A 480Gb/s/mm 1.7pJ/b Short-Reach Wireline Transceiver Using Single-Ended NRZ for Die-to-Die Applications 采用单端NRZ的480Gb/s/mm 1.7pJ/b短距离有线收发器，适用于模对模应用

2021 IEEE International Solid- State Circuits Conference (ISSCC)

Pub Date : 2021-02-13 DOI: 10.1109/ISSCC42613.2021.9366048

Kelvin McCollough, S. Huss, J. Vandersand, Randall Smith, C. Moscone, Qazi Omar Farooq

With recent AI and big data developments, quickly moving massive amounts of data is paramount to future technologies. Scalable solutions that can sustain higher performance systems that consume ever-increasing amounts of data are necessary. Low power, low latency, and aggregation are essential in highly scalable data-distribution solutions [2].

随着最近人工智能和大数据的发展，快速移动大量数据对未来技术至关重要。可扩展的解决方案是必要的，这些解决方案可以维持消耗不断增加的数据量的更高性能的系统。低功耗、低延迟和聚合在高度可扩展的数据分发解决方案中是必不可少的[2]。

引用次数: 6

A 21×21 Dynamic-Precision Bit-Serial Computing Graph Accelerator for Solving Partial Differential Equations Using Finite Difference Method 一个21×21动态精密位-串行计算图形加速器，用于用有限差分法求解偏微分方程

2021 IEEE International Solid- State Circuits Conference (ISSCC)

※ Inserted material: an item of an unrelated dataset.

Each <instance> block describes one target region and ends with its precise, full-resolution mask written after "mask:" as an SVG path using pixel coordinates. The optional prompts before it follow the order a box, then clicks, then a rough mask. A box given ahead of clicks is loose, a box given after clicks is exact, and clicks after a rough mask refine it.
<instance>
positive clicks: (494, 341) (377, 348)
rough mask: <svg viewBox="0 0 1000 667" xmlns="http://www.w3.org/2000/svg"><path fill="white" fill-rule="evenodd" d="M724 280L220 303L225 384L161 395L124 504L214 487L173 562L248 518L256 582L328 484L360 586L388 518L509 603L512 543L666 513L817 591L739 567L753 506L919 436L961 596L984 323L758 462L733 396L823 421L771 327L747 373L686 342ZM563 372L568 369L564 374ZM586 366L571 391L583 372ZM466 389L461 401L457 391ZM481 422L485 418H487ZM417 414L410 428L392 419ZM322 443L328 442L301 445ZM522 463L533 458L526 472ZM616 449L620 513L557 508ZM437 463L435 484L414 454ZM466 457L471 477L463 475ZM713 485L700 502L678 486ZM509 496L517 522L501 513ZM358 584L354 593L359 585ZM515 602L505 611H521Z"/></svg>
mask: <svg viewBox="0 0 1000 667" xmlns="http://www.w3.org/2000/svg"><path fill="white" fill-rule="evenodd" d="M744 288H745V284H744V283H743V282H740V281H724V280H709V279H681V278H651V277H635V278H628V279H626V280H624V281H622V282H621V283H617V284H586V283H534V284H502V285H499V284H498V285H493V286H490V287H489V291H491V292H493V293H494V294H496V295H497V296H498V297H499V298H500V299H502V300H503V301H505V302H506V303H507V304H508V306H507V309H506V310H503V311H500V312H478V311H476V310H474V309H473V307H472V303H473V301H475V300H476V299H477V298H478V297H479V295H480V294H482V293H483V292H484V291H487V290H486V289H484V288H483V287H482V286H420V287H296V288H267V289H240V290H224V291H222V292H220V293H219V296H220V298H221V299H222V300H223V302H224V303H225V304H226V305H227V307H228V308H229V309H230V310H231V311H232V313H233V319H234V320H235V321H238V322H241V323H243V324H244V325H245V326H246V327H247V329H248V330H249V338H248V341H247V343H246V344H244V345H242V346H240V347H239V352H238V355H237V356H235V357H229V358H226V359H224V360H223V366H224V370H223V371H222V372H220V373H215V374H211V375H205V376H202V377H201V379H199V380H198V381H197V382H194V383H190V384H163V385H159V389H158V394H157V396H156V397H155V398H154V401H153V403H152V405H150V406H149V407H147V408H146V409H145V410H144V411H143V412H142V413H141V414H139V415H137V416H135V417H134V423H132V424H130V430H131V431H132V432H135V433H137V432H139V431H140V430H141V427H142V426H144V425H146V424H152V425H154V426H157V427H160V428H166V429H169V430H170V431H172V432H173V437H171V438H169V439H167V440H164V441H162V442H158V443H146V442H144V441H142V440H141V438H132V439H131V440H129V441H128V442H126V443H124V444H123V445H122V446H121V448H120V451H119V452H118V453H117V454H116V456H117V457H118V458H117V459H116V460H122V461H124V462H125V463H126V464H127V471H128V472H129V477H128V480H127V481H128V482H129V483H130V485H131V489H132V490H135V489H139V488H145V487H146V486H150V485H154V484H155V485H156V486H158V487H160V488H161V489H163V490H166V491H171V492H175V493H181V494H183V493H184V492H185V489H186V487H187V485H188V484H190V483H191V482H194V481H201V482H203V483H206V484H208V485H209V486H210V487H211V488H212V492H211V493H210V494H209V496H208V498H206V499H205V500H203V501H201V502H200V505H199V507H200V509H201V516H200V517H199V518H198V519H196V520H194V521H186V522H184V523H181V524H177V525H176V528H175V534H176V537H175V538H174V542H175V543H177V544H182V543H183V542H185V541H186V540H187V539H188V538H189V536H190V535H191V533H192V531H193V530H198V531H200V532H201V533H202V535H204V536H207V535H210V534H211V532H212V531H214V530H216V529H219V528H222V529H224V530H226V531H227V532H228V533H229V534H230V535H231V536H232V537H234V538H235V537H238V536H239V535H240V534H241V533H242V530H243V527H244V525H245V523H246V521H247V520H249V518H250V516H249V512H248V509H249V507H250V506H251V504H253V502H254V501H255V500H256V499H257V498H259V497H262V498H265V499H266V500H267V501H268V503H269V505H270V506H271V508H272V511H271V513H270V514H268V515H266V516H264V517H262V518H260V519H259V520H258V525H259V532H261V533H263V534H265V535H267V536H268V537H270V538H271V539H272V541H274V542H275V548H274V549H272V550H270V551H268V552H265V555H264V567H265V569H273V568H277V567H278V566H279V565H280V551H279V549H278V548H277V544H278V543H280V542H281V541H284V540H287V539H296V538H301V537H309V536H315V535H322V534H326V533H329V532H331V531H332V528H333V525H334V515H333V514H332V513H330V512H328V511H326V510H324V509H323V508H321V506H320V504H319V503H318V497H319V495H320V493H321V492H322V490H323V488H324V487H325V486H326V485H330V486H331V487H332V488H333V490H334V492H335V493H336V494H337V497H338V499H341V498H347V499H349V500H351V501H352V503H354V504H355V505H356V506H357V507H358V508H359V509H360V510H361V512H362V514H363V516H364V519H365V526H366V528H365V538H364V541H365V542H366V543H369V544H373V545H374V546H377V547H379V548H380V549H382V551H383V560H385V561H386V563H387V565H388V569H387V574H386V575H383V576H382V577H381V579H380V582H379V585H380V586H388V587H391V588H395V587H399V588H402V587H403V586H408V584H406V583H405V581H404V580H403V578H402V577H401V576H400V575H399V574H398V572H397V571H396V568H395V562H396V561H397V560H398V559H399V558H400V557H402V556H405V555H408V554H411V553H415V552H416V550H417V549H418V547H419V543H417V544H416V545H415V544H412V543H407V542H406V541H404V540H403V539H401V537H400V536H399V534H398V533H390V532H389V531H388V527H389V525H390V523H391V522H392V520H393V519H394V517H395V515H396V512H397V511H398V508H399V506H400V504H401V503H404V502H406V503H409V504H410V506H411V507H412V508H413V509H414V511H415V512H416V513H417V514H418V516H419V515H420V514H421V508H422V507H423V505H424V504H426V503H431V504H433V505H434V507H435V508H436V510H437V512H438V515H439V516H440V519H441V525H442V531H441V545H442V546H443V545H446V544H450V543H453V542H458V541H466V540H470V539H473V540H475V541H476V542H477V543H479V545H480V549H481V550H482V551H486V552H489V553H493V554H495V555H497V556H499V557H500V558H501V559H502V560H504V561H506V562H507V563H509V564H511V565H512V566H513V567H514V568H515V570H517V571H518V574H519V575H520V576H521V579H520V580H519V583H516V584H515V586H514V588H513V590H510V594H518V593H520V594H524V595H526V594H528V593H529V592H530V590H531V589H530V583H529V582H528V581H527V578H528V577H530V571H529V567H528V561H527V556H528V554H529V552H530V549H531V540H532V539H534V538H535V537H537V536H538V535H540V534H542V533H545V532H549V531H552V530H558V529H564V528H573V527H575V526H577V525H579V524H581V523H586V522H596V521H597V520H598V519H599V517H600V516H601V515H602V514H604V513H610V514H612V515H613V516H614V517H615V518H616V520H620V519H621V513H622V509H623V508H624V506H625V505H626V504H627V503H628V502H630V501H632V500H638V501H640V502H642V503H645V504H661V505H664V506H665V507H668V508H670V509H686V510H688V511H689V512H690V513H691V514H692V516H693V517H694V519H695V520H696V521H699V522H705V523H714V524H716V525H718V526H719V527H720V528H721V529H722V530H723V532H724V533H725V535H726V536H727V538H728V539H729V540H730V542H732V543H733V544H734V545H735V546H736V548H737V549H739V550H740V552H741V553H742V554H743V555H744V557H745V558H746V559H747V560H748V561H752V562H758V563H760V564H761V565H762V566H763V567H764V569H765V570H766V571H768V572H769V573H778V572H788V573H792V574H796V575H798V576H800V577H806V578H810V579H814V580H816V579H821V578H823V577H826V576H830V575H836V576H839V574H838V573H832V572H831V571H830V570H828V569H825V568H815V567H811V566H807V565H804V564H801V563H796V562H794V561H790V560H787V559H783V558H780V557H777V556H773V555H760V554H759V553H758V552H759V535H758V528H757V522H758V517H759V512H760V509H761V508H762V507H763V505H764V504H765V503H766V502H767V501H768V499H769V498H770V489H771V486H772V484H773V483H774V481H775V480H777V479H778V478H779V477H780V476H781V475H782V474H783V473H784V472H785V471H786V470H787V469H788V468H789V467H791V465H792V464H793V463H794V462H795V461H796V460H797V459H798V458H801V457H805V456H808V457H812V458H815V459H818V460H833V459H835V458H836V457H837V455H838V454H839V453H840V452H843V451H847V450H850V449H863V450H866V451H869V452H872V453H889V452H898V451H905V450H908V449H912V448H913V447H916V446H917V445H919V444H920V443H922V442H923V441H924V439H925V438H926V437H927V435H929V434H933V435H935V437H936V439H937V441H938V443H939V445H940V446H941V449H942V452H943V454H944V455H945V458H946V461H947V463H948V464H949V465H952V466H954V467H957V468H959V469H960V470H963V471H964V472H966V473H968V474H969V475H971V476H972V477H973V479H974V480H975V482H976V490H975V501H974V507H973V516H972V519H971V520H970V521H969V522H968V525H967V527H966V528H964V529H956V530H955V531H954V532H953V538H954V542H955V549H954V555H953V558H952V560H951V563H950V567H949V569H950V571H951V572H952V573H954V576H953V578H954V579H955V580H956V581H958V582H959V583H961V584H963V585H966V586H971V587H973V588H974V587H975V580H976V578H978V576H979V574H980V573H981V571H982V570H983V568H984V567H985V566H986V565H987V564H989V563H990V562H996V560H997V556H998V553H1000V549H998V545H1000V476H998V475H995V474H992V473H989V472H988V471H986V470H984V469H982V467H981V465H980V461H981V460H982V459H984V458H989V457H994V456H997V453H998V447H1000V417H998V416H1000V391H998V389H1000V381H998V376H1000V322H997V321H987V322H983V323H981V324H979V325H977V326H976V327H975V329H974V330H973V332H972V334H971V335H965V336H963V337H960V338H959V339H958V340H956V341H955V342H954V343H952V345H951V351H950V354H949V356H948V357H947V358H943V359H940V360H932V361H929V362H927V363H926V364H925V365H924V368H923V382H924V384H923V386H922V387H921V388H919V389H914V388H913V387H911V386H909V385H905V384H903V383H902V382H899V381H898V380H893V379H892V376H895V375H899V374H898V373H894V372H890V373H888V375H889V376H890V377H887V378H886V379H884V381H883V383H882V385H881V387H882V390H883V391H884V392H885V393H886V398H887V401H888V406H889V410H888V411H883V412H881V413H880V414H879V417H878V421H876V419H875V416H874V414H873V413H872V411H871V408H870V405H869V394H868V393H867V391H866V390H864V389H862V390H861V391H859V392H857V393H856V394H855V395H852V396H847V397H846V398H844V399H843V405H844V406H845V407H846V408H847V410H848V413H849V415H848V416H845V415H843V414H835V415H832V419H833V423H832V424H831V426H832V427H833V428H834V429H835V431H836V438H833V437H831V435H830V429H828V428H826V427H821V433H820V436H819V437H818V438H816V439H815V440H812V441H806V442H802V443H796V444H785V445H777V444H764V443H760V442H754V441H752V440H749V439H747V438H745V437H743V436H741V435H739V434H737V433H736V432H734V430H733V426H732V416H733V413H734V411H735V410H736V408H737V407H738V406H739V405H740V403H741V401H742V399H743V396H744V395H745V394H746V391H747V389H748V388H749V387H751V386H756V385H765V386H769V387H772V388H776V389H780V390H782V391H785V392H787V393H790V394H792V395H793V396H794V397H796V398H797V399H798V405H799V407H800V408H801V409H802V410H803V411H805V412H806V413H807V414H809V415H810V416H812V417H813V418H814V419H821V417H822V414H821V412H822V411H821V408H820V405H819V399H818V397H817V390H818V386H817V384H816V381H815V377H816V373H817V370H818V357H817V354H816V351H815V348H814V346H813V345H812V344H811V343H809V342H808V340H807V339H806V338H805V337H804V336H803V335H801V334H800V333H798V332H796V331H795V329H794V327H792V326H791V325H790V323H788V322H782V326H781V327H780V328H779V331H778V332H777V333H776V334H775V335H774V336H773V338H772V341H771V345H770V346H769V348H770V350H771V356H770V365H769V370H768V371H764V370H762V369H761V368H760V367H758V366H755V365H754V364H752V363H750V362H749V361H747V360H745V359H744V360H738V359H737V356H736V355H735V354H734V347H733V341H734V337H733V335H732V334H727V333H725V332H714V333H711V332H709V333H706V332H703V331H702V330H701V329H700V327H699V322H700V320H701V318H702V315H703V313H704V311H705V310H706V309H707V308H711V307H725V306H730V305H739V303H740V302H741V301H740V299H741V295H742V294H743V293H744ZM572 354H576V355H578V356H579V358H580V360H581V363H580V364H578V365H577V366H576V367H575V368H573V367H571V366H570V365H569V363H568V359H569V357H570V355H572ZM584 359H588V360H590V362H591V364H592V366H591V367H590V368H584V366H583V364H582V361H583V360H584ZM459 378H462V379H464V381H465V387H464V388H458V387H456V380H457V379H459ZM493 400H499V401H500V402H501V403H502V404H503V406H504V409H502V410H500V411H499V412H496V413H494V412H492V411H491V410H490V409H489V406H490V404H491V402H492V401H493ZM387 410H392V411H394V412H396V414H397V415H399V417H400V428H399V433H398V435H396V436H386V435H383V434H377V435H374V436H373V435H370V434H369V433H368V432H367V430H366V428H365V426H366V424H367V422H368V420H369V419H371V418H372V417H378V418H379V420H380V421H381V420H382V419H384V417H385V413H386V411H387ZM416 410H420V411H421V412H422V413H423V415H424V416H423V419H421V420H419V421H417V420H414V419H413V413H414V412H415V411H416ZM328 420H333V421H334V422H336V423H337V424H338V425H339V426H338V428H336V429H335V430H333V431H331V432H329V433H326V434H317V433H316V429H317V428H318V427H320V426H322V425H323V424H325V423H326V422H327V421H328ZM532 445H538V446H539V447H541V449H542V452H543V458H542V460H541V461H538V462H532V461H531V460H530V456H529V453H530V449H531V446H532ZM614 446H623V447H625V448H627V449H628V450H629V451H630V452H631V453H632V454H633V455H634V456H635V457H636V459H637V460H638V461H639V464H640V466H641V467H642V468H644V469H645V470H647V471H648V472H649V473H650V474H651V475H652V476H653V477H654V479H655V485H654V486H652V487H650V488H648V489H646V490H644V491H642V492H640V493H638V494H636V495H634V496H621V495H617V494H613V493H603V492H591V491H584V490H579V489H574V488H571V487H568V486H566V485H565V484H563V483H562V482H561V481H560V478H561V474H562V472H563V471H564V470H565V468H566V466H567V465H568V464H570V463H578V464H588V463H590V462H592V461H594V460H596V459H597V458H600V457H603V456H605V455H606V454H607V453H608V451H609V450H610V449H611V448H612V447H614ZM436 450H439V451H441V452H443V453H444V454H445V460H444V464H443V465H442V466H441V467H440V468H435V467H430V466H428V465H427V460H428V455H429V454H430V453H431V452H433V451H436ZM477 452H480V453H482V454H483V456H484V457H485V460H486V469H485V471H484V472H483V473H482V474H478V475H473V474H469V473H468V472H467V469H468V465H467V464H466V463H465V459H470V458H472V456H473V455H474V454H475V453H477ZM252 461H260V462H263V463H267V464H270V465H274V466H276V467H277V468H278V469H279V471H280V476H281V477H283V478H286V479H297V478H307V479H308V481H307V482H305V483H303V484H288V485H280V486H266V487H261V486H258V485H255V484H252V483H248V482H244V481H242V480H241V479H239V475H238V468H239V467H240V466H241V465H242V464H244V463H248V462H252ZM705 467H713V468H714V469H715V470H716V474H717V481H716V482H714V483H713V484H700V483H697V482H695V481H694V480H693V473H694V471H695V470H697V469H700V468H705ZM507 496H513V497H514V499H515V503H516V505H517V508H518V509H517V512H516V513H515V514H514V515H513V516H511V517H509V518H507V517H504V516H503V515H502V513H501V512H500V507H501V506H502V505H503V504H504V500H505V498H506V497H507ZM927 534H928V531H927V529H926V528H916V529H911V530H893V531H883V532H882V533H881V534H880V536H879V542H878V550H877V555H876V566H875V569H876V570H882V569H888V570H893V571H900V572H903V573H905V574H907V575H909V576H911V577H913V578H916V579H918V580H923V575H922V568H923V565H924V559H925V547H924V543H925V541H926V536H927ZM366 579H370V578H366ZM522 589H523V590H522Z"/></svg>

Pub Date : 2021-02-13 DOI: 10.1109/ISSCC42613.2021.9366053

Junjie Mu, Bongjin Kim

Partial differential equations (PDEs) are ubiquitous in physics and engineering and used for understanding various physical phenomena, including heat, diffusion, fluid and electrodynamics, and quantum mechanics. Analytical PDE solutions are rare, and hence, we approximate using numerical methods. The finite difference method (FDM) approximates PDEs by computing finite differences between discretized solutions. Since finite differences approximate the derivatives of PDEs, many iterations of high-precision computations are required to achieve higher accuracy in their numerical solutions. Hence, computationally-expensive FDM necessitates the use of high-performance computers. As such, their energy consumption is excessive (e.g. 15mJ per iteration and $gt 320mathrm{J}$ in total for solving PDE with $mathrm{a}128 times 128$ grid using GPU [1]). Consequently, there is an ever-increasing need for a dedicated hardware accelerator for solving PDEs.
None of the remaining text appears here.